Secrètement, des heures durant, dans l’espace clos de l’atelier de travail, la salle des répétitions, nous fouillons notre espace intérieur, intime, pour trouver le mouvement le plus juste, le voyage le plus pur de la voix et du corps, qui bâtira l’instant unique de la représentation : espace extraverti – architecture fragile – reflet de nos mémoires. Devenir l’espace d’un soir des passeurs exceptionnels, vecteurs privilégiés de l’imaginaire. Et là, marquer l’espace et le temps d’une autre mémoire. Échos du corps et résonances du mot. Abîmes de silence. Traces impalpables et néanmoins indélébiles.

Alors, aussi simplement et rapidement nourri, l’espace de la représentation se vide. Que reste-t-il ?

Une image, un son, une émotion, un mot…, une trace ? Le travail du ressenti commence son œuvre.

La réalité du théâtre se trouve peut-être là, dans son irréalité. Cet espace ténu et infime, empreint de strates éphémères et furtives, qui construit nos vies, corps et cœur mêlés.

C’est ici, je pense, que nous touchons à la matière du théâtre.

Vaste chantier qui s’ouvre chaque jour à nous. L’instant théâtral à peine né, il nous faut le redécouvrir, le réinventer, le rechercher, le parcourir dans l’acuité de tous nos sens, pour qu’il trouve sa juste place dans l’espace et dans le temps.

Retrouver l’enfance. La clarté de l’enfance. Un blanc si pur qu’il en devient insolent. Un noir si intense qu’il ferait pâlir Soulages. Ici plus de place pour les enfantillages. À la poubelle les faux semblants. Les inutiles compromissions. Les marques d’ombres qui balaient notre miroir intérieur.
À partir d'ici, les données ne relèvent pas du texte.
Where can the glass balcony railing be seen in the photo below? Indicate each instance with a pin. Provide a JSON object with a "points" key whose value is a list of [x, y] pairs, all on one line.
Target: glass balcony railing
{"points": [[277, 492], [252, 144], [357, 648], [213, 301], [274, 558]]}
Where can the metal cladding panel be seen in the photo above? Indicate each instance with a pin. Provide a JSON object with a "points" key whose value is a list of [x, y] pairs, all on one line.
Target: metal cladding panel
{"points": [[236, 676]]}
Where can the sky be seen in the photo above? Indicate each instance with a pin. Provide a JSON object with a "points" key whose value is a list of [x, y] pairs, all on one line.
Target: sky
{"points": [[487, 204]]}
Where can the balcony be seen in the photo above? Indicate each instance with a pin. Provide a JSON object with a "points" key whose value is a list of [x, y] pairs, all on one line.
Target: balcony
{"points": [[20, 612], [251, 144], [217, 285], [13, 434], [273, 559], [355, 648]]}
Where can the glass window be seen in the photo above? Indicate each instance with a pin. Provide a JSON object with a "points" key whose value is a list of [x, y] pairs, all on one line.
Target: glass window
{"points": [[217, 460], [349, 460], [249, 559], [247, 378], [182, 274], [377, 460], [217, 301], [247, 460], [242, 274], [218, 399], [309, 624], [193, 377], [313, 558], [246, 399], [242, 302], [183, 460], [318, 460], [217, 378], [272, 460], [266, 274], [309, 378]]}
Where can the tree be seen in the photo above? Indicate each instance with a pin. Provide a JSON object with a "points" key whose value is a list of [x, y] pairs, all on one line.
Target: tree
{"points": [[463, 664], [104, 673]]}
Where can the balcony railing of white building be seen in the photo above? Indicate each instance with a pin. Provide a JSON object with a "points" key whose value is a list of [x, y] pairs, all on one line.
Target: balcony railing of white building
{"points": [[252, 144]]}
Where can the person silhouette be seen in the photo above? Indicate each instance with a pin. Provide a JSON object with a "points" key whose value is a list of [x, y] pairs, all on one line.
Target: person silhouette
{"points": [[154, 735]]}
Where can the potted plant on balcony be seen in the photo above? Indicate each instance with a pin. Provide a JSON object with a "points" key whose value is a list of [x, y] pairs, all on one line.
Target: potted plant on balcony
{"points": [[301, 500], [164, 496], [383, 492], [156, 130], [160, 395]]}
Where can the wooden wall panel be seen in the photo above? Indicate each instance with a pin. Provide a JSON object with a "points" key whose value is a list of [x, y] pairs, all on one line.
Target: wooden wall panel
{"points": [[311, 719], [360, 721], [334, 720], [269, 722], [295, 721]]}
L’acteur. Un signe. Une calligraphie. Un hiéroglyphe. Un trait. Une flèche. Jamais en retour. Pas un boomerang. Mais un galet qui part sur la mer porter ses ricochets d’onde en onde. Il n’y a pas de fin. Toujours un début. La fin est toujours le commencement.

Et tentant ainsi, de fouilles en fouilles, de remettre à jour des vestiges enfouis, tomber nez à nez avec une forme temporaire, passagère… Chaque rencontre avec le regardant étant une nouvelle essentielle découverte et surprise.

Comme en parle Henri Michaux dans son poème, Les masques du vide, appréhender son acteur comme « un algèbre de gestes arrêtés dans l’espace dans un cataclysme pompéien… ». Peut-être y aurait-il cette idée / envie dans le logo de L’instant avant l’aube ?!

Transparent et incisif au service de l’instant dans l’acuité de tous nos sens… Essentiel ?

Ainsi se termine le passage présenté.